Election présidentielle 2017

[Présidentielle] Marine Le Pen utilise l’industrie pour promouvoir la fermeture des frontières

Cécile Maillard

Publié le

Marine Le Pen, la candidate du Front National, se placerait en deuxième position au 1er tour de la Présidentielle selon les premières estimations, ne parle d’industrie que pour stigmatiser les délocalisations et promouvoir le "produire en France", dont les hérauts ne seraient que les PME.  

[Présidentielle] Marine Le Pen utilise l’industrie pour promouvoir la fermeture des frontières

Marine Le Pen n’a visité qu’une usine, durant sa campagne, celle de Fermap, à Behren-lès-Forbach, en Moselle, dirigée par Pascal Jenft, conseiller régional Front national. Pour la patronne du FN, ce fabricant de fenêtres et portes symbolise sa vision de l’industrie : une petite entreprise, implantée sur un territoire, qui produit français.
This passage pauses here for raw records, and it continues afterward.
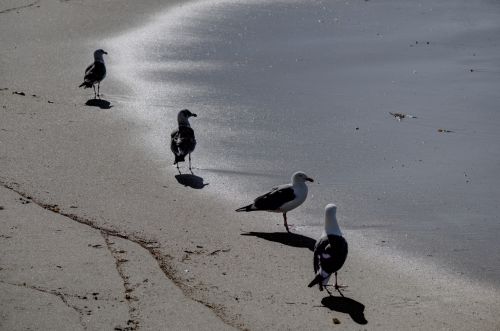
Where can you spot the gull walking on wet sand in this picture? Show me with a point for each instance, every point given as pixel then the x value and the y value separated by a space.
pixel 330 251
pixel 182 140
pixel 283 198
pixel 95 72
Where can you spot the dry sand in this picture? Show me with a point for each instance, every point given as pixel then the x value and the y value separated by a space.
pixel 86 210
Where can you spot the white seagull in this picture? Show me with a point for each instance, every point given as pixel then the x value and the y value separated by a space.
pixel 330 251
pixel 182 140
pixel 95 72
pixel 283 198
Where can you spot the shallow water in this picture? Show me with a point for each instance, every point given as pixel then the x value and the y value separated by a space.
pixel 285 86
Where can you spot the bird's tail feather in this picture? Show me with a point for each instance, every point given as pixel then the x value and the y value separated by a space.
pixel 318 279
pixel 179 158
pixel 246 208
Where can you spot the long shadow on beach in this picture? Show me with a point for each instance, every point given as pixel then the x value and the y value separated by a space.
pixel 101 103
pixel 285 238
pixel 191 180
pixel 346 305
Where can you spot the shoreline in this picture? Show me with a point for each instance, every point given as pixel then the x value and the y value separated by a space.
pixel 157 27
pixel 98 164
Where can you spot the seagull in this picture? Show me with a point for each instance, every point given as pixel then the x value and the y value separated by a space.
pixel 95 72
pixel 330 251
pixel 183 141
pixel 283 198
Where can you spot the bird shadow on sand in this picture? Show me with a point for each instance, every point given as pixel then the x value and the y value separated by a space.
pixel 346 305
pixel 191 180
pixel 101 103
pixel 285 238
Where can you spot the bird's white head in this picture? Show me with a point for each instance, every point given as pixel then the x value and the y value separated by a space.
pixel 331 224
pixel 183 117
pixel 300 177
pixel 98 55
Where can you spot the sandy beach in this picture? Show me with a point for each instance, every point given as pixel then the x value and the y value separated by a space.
pixel 97 233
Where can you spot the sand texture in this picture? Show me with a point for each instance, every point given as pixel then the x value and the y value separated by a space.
pixel 98 234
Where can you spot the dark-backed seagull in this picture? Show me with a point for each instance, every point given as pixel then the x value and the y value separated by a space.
pixel 183 141
pixel 95 72
pixel 283 198
pixel 330 251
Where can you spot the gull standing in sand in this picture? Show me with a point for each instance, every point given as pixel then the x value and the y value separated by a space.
pixel 283 198
pixel 330 251
pixel 95 72
pixel 182 141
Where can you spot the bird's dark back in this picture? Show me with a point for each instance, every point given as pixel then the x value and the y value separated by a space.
pixel 274 199
pixel 183 140
pixel 95 72
pixel 336 247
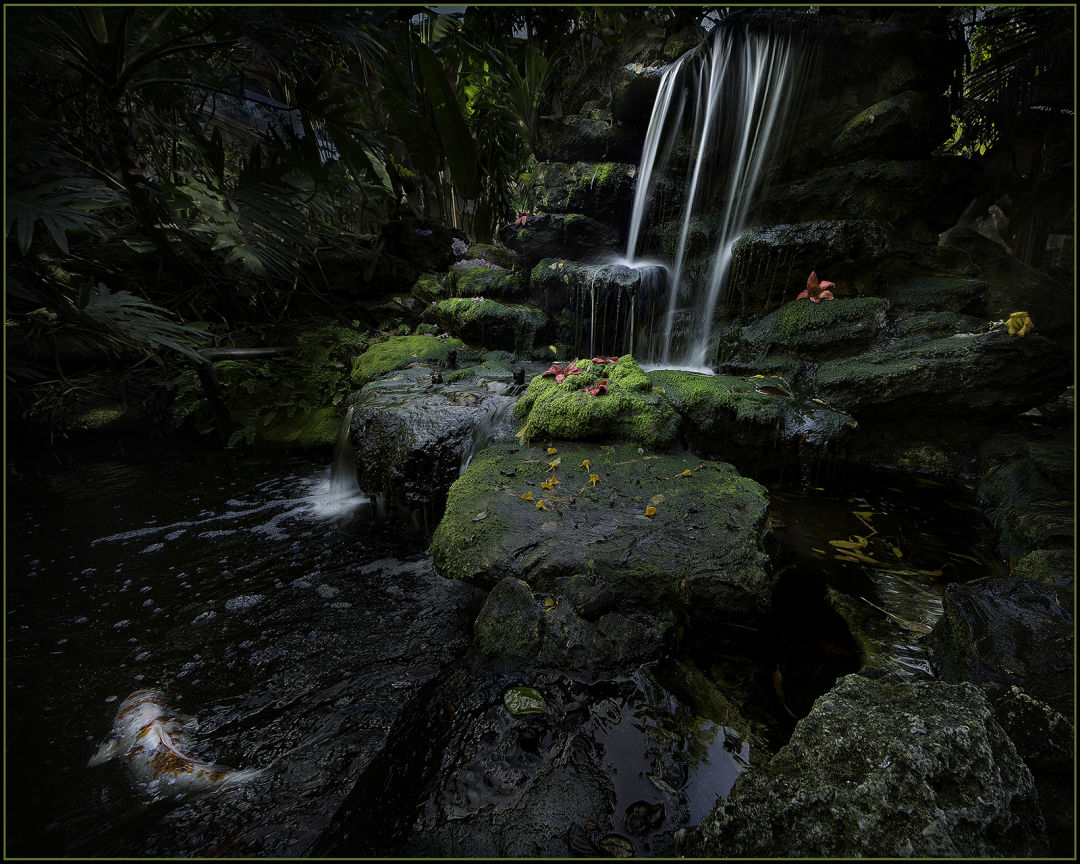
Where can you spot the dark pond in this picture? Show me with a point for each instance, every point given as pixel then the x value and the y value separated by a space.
pixel 305 634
Ce 18 janvier, en Lorraine, elle prône une "révolution de la proximité face à une mondialisation sauvage" et un retour au "produire en France". Une façon de décliner la priorité nationale, cœur du projet du FN.

La fermeture d'Amiens Whirlpool récupérée

En fait, Marine Le Pen instrumentalise l’industrie pour justifier les mesures protectionnistes qu’elle défend. Sur les plateaux télé et en meetings, elle utilise à tout bout de champ la fermeture de l’usine Whirlpool d’Amiens (Hauts-de-France), annoncée en janvier par le groupe américain, qui regroupe ses activités en Pologne. Montre du doigt cette "délocalisation", interne à l’Union européenne, pour justifier le retour des frontières en Europe et une taxation des importations. Récupère la détresse des 290 salariés mis sur la touche en accusant les pouvoirs publics de ne rien faire pour eux, alors que les syndicats ont été reçus à Matignon et que la région s’active. Elle attaque aussi les grands groupes, responsables de tous les maux, pour mieux défendre les petites entreprises, par qui le salut viendra, forcément. "Amiens Whirlpool ne fermera pas, j’en prends l’engagement", va-t-elle jusqu’à affirmer, sans dire comment elle compte s’y prendre.

L’Europe et l’euro responsables de tous les maux de l’industrie, avec la mondialisation… Le discours prend forcément chez les plus désespérés. Et chez les salariés et patrons de PME, à qui elle promet monts et merveilles. Mais Marine Le Pen ne propose rien pour relancer l’industrie, n'a pas un mot sur l’industrie du futur. Pour la candidate d’extrême-droite, le numérique représente plutôt une menace pour l’emploi : elle réclame un secrétariat d’Etat chargé d’anticiper les mutations du travail dues à la robotisation et à l'ubérisation de l’économie.

Faire peur, encore et toujours, pour mieux se replier derrière ses frontières, ses petites entreprises, ses productions d’antan.